Rick
The Anglo Saxon
[The AI transcript of Anglo Saxon’s video, below, was kindly provided by Geoff Parker.]
Across New Zealand, signs have gone up declaring “Decide together, thrive together”. At first glance, the slogan sounds appealing. But hidden within that phrase is the essence of the problem with Māori wards. The word together implies dual authorities – iwi on one side, councils on the other – instead of one single democratic authority representing all New Zealanders.
This is not a minor difference. It cuts to the very heart of how a country is governed. On one hand, there is collective rule – the tribal model in which power is dispersed across many overlapping authorities. On the other, there is sovereign rule – a single authority within fixed borders, accountable to all citizens. These two systems are polar opposites. You cannot have both.
Māori tribalism was based on collective rule: hundreds of chiefs exercising fragmented power, with disputes resolved by shifting alliances and often by war. In contrast, European societies eventually abandoned this same fragmented model. After centuries of bloody conflict, the 1648 Peace of Westphalia established the principle of sovereign territorial rule: one supreme authority within set borders – a foundation for representative democracy and stable nation states.
The Crown brought this model to New Zealand in 1840. The Treaty of Waitangi extended the rights of British subjects to all Māori, emancipating the common class from servitude under the rangatira elite.
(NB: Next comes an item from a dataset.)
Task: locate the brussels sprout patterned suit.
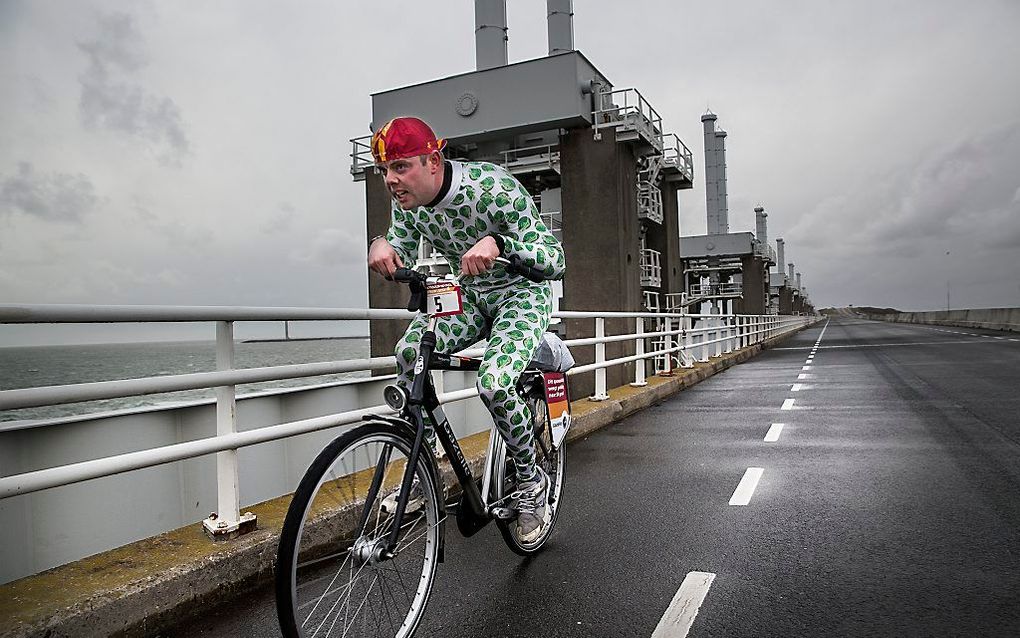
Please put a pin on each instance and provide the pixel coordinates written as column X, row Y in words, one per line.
column 485, row 199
It gave every individual, regardless of ancestry, the chance to participate in the most successful system of governance ever devised – democratic sovereign rule.
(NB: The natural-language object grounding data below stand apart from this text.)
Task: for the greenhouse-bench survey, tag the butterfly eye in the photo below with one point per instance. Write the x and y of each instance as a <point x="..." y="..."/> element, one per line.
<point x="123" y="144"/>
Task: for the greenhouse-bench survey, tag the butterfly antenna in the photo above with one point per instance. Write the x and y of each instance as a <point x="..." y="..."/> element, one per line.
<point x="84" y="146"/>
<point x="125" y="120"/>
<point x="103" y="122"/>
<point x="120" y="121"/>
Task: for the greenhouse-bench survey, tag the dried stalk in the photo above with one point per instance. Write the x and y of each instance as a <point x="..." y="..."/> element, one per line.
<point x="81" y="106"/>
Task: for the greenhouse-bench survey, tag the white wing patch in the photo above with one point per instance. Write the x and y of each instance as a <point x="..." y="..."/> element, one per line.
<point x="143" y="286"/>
But ever since the 1970s, New Zealand has drifted back toward tribalism. The Waitangi Tribunal revived grievance politics and empowered iwi elites with vast resources, while ordinary Māori were left behind. Calls for Māori wards and iwi appointments to councils are not about fair representation – Māori already vote and stand for office like everyone else. Instead, they embed an unelected tribal authority alongside democratically elected councils, re-establishing a form of collective rule.
History shows the dangers of such systems. Collective rule fosters instability, competing jurisdictions and endless disputes. Europe abandoned it because it led to war. Pre-Treaty New Zealand was wracked by intertribal conflict, culminating in the musket wars that decimated the Māori population. Collective rule cannot coexitst with sovereign democracy. The two systems cancel each other out.
If New Zealand embraces Māori wards, we set ourselves on a path back toward fragmentation, division and conflict. Every step toward tribalism is a step away from equality, unity and the democratic system that allows ordinary Māori – and all New Zealanders – to thrive.
This is NOT Just about local councils. It is about the future of our nation, the stability of our democracy and the wellbeing of generations to come.
Decide together, thrive together is a false promise. The truth is simpler: Decide as one, thrive as one. VOTE NO TO MĀORI WARDS.